Methane Observatory launched to boost action

A new International Methane Emissions Observatory (IMEO) has been launched at the G20 Summit. 

The UN Environment Programme (UNEP) with support from the European Union has launched the new Observatory in a bid to drive action on reducing methane emissions – a powerful greenhouse gas responsible for at least a quarter of the current climate warming. 

IMEO will improve the reporting accuracy and public transparency of human-caused methane emissions.

The Observatory will initially focus on methane emissions from the fossil fuel sector, and then expand to other major emitting sectors like agriculture and waste.

The recently published Global Methane Assessment states that zero or low net-cost reductions could almost halve anthropogenic methane emissions and could shave 0.28 degrees Celsius from the forecasted rise in the planet’s average temperature by 2050.

white smoke coming out from building

President of the European Commission, Ursula von der Leyen, said: ‘Methane is one of the most dangerous gases for our climate. We urgently need to reduce methane emissions to keep our climate targets in reach.
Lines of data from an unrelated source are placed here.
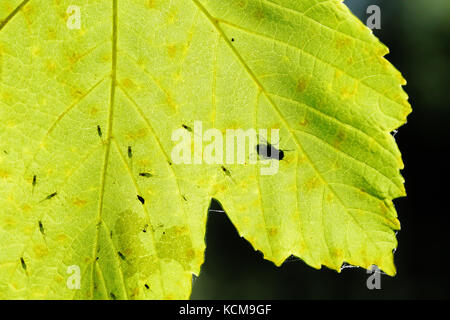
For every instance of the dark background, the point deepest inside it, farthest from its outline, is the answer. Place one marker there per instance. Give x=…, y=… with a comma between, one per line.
x=418, y=35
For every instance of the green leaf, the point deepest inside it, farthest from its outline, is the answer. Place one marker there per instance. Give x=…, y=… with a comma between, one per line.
x=87, y=115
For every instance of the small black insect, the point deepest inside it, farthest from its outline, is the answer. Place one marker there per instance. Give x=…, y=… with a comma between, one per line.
x=268, y=151
x=99, y=131
x=142, y=200
x=50, y=196
x=187, y=128
x=41, y=228
x=24, y=265
x=121, y=255
x=145, y=175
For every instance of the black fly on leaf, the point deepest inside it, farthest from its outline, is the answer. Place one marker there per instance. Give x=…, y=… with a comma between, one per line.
x=268, y=151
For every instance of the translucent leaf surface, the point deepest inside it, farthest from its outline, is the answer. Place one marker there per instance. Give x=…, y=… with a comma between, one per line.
x=85, y=140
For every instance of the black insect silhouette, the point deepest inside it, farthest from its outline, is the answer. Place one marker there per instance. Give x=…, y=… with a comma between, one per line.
x=268, y=151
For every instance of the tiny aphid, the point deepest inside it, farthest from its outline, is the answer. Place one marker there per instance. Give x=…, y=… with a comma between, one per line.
x=145, y=175
x=121, y=255
x=187, y=128
x=54, y=194
x=268, y=151
x=142, y=200
x=24, y=265
x=41, y=228
x=99, y=131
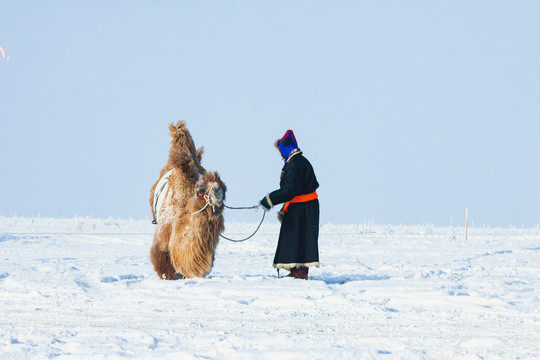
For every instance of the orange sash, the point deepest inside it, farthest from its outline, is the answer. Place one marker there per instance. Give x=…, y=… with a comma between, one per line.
x=300, y=198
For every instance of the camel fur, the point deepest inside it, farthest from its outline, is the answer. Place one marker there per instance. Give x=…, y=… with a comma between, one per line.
x=185, y=243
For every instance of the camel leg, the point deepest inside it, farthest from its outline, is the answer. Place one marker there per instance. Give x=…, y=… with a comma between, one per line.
x=162, y=264
x=159, y=254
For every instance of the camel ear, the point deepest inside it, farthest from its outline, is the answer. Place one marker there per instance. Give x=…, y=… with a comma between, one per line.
x=199, y=153
x=172, y=129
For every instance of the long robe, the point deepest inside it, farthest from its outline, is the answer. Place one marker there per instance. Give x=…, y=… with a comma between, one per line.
x=299, y=232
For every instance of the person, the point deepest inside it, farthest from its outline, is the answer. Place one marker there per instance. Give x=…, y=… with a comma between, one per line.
x=297, y=248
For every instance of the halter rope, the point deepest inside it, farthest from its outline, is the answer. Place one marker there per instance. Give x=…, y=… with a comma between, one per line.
x=205, y=197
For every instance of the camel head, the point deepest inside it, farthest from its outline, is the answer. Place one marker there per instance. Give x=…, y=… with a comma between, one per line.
x=211, y=186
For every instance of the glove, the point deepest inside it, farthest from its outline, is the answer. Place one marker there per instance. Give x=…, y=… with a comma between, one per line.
x=266, y=203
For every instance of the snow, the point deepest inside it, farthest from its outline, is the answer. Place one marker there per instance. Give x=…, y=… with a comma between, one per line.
x=84, y=288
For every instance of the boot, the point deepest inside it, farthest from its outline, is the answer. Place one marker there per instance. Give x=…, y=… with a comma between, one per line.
x=299, y=273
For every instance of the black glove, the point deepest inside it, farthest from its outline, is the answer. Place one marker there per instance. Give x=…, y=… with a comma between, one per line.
x=264, y=203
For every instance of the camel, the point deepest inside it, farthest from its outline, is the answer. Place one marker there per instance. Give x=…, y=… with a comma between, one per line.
x=188, y=213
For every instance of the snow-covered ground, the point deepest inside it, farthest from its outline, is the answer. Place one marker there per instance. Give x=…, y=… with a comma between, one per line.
x=85, y=288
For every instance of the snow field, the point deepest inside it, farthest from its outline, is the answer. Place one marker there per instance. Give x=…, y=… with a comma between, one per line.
x=85, y=288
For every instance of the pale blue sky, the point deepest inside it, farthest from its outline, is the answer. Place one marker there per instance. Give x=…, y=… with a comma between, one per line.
x=410, y=111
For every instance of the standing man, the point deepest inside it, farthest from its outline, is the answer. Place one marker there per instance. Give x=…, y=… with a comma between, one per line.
x=298, y=247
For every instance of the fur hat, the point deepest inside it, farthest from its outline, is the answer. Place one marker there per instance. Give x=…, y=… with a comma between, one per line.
x=286, y=144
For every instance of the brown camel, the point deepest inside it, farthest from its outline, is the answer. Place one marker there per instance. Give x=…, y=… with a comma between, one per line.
x=188, y=210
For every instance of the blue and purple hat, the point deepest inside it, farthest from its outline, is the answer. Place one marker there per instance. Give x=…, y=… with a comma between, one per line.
x=287, y=144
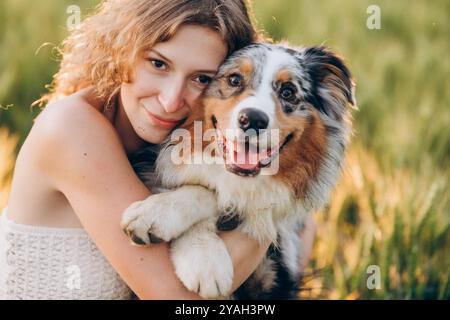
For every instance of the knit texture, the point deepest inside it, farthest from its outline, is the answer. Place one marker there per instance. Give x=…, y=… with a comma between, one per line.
x=54, y=263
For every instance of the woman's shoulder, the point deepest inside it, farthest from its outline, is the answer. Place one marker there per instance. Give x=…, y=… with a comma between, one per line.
x=69, y=128
x=72, y=118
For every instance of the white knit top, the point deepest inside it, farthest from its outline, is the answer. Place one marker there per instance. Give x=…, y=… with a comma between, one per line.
x=54, y=263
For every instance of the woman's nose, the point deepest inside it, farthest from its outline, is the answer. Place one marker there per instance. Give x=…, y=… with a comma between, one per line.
x=171, y=95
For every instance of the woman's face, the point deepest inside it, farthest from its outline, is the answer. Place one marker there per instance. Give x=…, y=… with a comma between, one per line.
x=169, y=78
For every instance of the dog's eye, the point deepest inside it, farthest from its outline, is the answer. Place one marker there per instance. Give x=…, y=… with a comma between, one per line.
x=287, y=92
x=235, y=80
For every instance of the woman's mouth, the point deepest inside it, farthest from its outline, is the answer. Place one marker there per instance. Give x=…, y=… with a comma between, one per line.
x=166, y=124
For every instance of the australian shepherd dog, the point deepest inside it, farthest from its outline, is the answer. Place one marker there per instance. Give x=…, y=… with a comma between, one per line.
x=260, y=153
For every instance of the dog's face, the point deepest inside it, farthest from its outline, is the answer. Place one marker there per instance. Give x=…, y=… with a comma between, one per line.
x=272, y=101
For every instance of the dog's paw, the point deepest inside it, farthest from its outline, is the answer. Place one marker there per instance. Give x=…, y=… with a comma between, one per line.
x=150, y=221
x=204, y=267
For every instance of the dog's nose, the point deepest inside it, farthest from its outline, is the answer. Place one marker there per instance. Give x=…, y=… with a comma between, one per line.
x=252, y=119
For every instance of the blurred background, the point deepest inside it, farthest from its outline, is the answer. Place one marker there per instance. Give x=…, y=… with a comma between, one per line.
x=391, y=210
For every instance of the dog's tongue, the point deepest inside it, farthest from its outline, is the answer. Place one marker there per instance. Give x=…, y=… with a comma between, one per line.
x=245, y=159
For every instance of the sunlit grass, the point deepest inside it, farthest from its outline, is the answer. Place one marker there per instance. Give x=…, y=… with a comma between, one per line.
x=7, y=156
x=396, y=219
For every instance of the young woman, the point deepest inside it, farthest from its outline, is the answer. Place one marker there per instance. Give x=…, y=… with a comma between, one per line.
x=129, y=75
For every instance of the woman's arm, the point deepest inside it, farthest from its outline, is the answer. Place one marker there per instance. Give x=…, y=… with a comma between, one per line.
x=83, y=156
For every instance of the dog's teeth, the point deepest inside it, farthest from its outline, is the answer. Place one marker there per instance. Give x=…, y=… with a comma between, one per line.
x=265, y=161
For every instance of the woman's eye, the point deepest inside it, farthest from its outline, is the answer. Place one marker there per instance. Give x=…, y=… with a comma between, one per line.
x=235, y=80
x=158, y=64
x=202, y=79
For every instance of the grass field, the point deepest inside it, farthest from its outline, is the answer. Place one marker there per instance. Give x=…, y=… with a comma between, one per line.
x=391, y=208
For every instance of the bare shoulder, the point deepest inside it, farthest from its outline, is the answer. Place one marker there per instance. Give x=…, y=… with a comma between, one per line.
x=72, y=119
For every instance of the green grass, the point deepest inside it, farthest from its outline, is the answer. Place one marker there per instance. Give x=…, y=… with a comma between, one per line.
x=392, y=206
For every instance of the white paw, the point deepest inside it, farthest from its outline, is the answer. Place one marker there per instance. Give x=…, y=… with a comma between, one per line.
x=203, y=266
x=152, y=220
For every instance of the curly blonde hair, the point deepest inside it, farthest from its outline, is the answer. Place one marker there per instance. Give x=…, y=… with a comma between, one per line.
x=101, y=52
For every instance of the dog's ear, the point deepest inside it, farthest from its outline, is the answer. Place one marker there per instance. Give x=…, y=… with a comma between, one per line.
x=332, y=80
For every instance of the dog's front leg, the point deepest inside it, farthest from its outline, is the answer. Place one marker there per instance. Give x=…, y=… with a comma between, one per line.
x=202, y=262
x=165, y=216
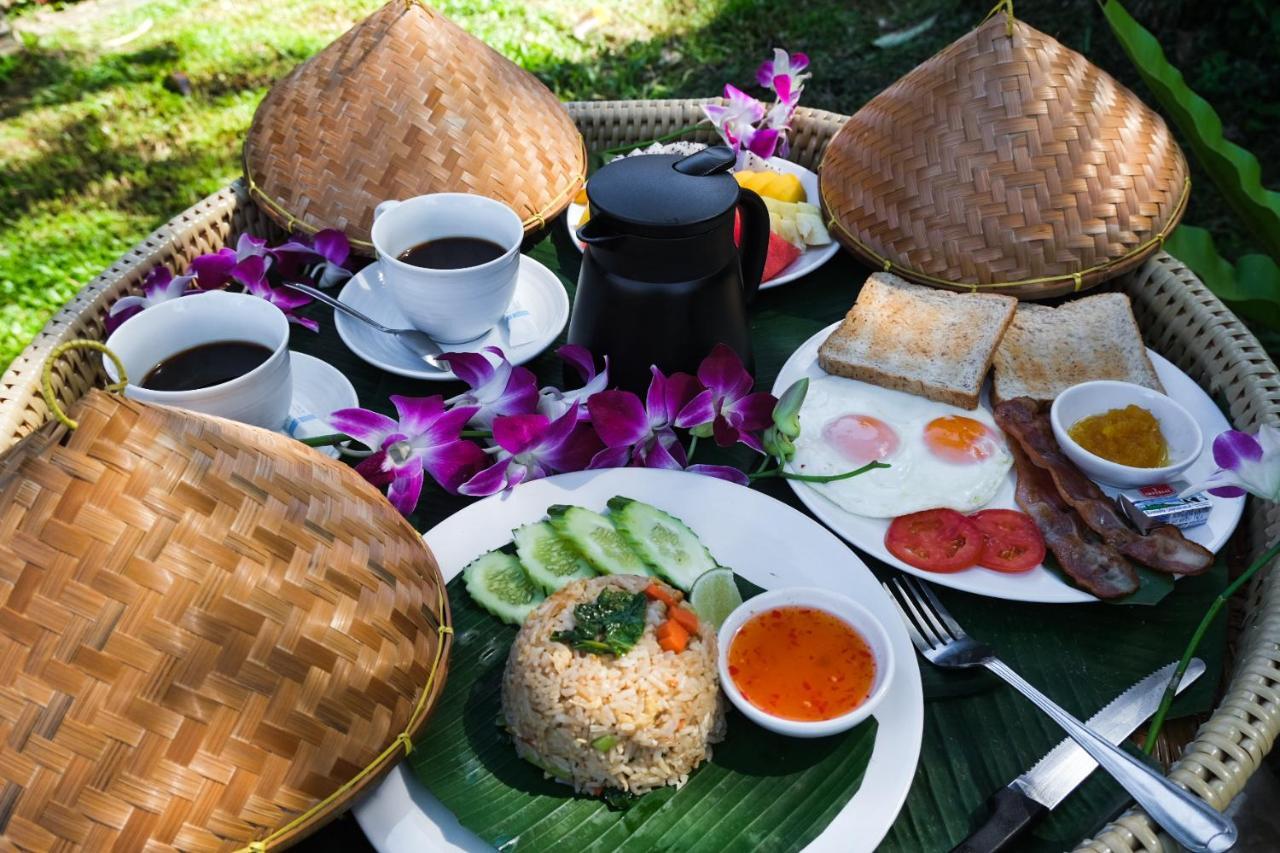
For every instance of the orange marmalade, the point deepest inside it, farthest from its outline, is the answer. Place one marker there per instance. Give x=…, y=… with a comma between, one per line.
x=801, y=664
x=1128, y=436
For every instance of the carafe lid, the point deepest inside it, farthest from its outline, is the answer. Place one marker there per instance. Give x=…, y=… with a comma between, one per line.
x=666, y=195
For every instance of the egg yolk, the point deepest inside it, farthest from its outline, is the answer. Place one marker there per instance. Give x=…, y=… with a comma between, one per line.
x=959, y=439
x=860, y=438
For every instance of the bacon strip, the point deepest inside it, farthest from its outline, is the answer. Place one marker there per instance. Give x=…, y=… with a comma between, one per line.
x=1164, y=548
x=1091, y=562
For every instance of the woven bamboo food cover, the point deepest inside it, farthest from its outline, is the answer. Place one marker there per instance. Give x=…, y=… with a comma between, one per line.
x=1006, y=162
x=1178, y=315
x=403, y=104
x=206, y=629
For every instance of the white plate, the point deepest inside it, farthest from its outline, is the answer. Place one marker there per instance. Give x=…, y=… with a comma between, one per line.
x=538, y=313
x=784, y=548
x=1040, y=584
x=319, y=389
x=809, y=260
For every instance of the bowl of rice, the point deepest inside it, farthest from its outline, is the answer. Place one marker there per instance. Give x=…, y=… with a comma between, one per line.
x=599, y=721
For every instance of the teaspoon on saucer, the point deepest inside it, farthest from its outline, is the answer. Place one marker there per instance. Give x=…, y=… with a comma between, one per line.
x=417, y=342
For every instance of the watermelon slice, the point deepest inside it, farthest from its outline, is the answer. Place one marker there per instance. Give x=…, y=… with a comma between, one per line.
x=777, y=258
x=780, y=256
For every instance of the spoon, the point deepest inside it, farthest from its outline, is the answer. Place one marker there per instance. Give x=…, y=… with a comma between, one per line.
x=420, y=343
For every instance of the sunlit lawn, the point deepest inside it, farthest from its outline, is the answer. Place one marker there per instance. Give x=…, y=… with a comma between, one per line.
x=95, y=151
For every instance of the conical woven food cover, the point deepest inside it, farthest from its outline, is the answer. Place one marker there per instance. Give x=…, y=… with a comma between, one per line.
x=1006, y=162
x=405, y=104
x=206, y=629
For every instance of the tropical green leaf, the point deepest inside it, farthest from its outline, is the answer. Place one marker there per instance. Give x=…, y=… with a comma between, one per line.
x=1251, y=287
x=760, y=790
x=1235, y=172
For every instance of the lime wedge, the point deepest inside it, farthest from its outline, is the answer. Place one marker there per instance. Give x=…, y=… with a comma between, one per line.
x=714, y=596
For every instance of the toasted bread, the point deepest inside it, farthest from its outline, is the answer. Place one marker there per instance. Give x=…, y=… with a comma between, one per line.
x=1047, y=350
x=914, y=338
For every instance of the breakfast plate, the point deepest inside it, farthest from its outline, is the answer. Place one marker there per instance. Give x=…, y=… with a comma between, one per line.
x=809, y=260
x=1040, y=584
x=785, y=548
x=538, y=313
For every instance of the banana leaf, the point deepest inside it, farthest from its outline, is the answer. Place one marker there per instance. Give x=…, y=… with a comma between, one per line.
x=759, y=792
x=1251, y=286
x=1235, y=172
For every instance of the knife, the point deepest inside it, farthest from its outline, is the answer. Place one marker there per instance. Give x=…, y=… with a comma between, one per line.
x=1033, y=794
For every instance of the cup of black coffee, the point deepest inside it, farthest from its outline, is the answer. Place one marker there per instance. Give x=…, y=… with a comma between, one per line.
x=449, y=260
x=220, y=354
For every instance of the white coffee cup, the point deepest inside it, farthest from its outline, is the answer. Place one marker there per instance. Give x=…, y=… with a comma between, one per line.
x=451, y=305
x=260, y=397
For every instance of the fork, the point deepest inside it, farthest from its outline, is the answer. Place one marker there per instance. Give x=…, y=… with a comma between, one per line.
x=940, y=639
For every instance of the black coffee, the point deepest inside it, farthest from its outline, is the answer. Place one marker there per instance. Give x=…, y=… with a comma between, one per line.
x=452, y=252
x=209, y=364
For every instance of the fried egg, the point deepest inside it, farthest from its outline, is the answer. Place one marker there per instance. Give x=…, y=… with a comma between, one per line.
x=938, y=455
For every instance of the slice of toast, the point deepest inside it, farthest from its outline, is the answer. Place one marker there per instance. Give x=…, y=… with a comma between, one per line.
x=914, y=338
x=1047, y=350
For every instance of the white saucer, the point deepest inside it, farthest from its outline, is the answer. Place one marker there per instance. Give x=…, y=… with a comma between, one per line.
x=319, y=388
x=538, y=313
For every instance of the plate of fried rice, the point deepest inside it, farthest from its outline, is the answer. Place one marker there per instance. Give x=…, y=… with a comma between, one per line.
x=663, y=712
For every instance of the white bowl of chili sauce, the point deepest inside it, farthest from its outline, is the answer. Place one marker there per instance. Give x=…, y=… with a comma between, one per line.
x=804, y=662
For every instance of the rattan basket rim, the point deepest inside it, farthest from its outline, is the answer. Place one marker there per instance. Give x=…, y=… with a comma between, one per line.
x=1077, y=279
x=534, y=222
x=1226, y=751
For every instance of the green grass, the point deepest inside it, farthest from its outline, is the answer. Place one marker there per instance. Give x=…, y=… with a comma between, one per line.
x=95, y=153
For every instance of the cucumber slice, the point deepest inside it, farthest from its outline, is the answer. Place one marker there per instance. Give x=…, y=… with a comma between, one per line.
x=662, y=541
x=498, y=583
x=549, y=559
x=597, y=539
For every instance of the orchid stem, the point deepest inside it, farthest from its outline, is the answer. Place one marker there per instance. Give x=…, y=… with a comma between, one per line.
x=816, y=478
x=325, y=441
x=1223, y=597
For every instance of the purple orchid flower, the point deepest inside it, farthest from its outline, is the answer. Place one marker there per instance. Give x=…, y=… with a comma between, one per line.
x=425, y=438
x=531, y=446
x=1246, y=464
x=641, y=434
x=782, y=74
x=159, y=286
x=554, y=402
x=246, y=264
x=288, y=301
x=727, y=406
x=325, y=254
x=736, y=119
x=497, y=389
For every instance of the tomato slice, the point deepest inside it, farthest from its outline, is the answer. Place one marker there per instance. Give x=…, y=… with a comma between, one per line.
x=1014, y=543
x=938, y=541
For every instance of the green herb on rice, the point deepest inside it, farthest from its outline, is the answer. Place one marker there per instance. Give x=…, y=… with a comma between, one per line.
x=609, y=625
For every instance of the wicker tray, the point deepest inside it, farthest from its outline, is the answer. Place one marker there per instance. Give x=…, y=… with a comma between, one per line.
x=1178, y=315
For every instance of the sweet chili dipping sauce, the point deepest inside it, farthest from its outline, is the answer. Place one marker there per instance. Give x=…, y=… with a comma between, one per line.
x=801, y=664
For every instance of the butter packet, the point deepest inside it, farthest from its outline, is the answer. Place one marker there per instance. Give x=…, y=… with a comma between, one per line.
x=1151, y=506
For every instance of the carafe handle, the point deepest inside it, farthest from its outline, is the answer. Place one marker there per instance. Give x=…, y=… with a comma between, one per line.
x=754, y=242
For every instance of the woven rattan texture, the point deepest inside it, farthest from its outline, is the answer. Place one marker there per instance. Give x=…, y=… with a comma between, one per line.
x=1005, y=160
x=403, y=104
x=1178, y=315
x=208, y=628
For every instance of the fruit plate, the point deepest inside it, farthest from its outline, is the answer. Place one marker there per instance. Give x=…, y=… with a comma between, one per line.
x=1040, y=584
x=809, y=260
x=784, y=548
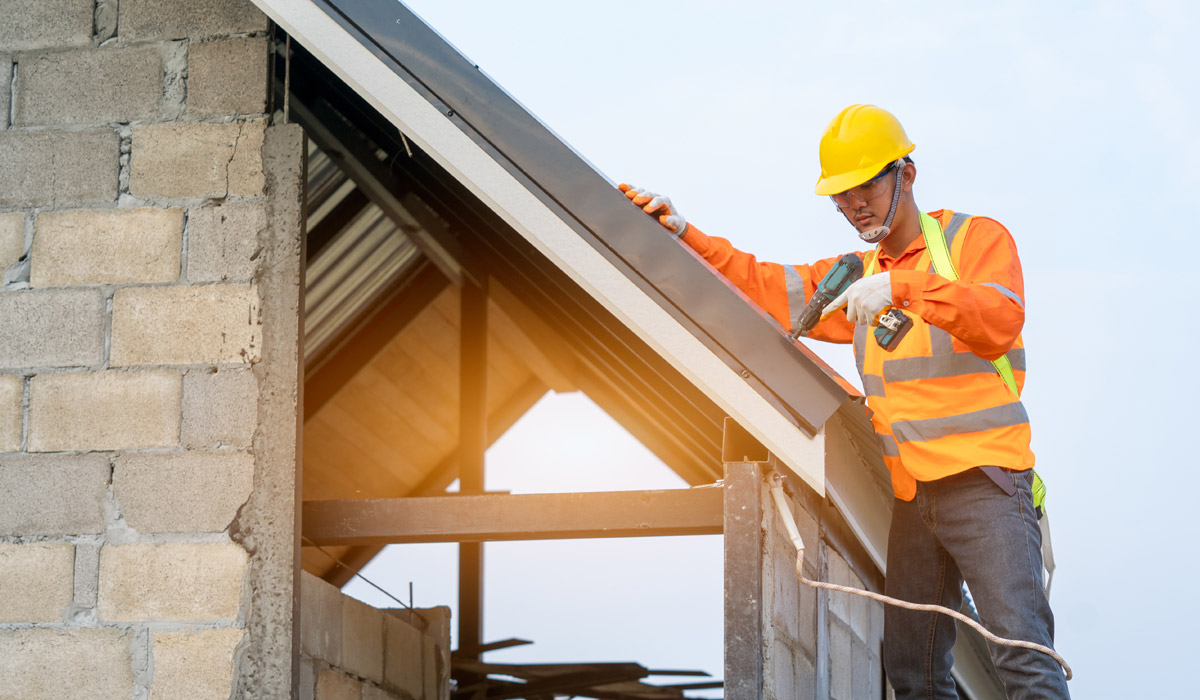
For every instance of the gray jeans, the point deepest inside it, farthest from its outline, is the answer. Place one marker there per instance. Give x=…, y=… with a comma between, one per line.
x=967, y=527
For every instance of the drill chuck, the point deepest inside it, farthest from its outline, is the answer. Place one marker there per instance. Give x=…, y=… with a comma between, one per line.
x=844, y=273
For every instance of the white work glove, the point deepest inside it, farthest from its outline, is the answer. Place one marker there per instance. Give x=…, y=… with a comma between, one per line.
x=657, y=205
x=865, y=298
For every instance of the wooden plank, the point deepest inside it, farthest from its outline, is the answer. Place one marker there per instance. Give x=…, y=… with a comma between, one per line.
x=743, y=581
x=487, y=518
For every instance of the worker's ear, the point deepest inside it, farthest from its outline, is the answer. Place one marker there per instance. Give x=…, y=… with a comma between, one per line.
x=907, y=177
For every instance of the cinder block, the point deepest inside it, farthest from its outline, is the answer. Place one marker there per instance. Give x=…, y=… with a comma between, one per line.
x=172, y=581
x=103, y=411
x=403, y=662
x=840, y=573
x=195, y=664
x=142, y=19
x=89, y=87
x=34, y=500
x=307, y=680
x=321, y=620
x=47, y=664
x=5, y=91
x=377, y=693
x=57, y=168
x=11, y=389
x=220, y=408
x=107, y=246
x=197, y=160
x=222, y=241
x=52, y=328
x=840, y=662
x=361, y=640
x=185, y=325
x=183, y=492
x=12, y=228
x=785, y=605
x=37, y=580
x=335, y=686
x=227, y=77
x=31, y=24
x=780, y=681
x=865, y=671
x=430, y=668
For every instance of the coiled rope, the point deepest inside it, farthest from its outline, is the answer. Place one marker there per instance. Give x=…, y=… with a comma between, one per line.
x=785, y=514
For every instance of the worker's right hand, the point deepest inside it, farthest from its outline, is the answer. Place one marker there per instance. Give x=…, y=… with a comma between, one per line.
x=657, y=205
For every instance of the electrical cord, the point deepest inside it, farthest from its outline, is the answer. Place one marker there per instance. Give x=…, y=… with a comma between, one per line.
x=785, y=514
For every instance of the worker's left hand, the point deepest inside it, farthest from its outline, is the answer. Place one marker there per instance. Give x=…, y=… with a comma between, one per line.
x=865, y=298
x=658, y=205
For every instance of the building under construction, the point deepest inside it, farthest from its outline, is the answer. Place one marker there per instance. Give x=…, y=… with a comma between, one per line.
x=279, y=273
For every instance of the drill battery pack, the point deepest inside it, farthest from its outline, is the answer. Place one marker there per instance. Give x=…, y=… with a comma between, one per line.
x=891, y=328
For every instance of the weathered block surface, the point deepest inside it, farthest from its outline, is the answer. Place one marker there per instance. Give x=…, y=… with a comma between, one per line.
x=184, y=491
x=57, y=168
x=321, y=633
x=12, y=226
x=335, y=686
x=220, y=408
x=197, y=160
x=30, y=24
x=222, y=243
x=172, y=581
x=5, y=79
x=195, y=664
x=37, y=580
x=201, y=18
x=89, y=87
x=107, y=246
x=11, y=389
x=227, y=77
x=183, y=325
x=361, y=640
x=403, y=660
x=34, y=500
x=46, y=664
x=103, y=411
x=52, y=328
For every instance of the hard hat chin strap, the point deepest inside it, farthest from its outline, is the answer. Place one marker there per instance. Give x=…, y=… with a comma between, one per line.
x=881, y=232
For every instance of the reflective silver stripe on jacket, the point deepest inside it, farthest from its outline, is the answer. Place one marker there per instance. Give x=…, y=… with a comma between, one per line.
x=1006, y=292
x=943, y=362
x=957, y=220
x=796, y=300
x=934, y=428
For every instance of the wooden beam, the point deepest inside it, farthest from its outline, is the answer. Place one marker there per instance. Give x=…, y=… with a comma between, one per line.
x=496, y=516
x=364, y=340
x=743, y=581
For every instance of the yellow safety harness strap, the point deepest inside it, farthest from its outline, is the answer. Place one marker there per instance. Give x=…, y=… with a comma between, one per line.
x=940, y=252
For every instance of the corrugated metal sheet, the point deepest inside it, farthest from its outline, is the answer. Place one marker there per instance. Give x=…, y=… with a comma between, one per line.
x=348, y=275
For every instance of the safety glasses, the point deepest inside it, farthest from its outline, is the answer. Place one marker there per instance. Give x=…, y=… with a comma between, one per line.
x=864, y=192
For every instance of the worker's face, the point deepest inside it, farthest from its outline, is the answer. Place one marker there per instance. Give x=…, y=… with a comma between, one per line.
x=867, y=205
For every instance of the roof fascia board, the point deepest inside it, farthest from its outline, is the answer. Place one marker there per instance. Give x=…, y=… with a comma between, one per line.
x=513, y=201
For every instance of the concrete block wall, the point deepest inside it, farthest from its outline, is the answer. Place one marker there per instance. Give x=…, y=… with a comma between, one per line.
x=351, y=651
x=816, y=644
x=150, y=246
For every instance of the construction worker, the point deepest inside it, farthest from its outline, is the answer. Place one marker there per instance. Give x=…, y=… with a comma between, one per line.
x=951, y=424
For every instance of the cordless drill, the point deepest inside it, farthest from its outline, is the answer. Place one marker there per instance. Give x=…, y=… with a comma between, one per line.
x=844, y=273
x=891, y=327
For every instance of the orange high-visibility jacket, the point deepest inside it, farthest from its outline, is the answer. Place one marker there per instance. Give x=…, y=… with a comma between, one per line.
x=939, y=405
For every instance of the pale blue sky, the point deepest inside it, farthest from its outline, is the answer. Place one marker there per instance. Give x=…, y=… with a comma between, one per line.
x=1074, y=124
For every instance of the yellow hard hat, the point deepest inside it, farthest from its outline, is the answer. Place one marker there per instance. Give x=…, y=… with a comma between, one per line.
x=857, y=144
Better satellite monitoring is essential and the EU is proud to support the creation of the International Methane Emissions Observatory.

‘As highlighted by IPCC, if the world is serious about avoiding the worst effects of climate change, we need to cut methane emissions from the fossil fuel industry. But this is not a get-out-of-jail-free card: methane reductions must go hand in hand with actions to decarbonize the energy system to limit warming to 1.5°C, as called for in the Paris Agreement.’

The Observatory will produce a global public dataset of empirically verified methane emissions – at an increasing level of granularity and accuracy by integrating data principally from four streams: reporting from the Oil and Gas Methane Partnership, direct measurement data from scientific studies, remote sensing data, and national inventories.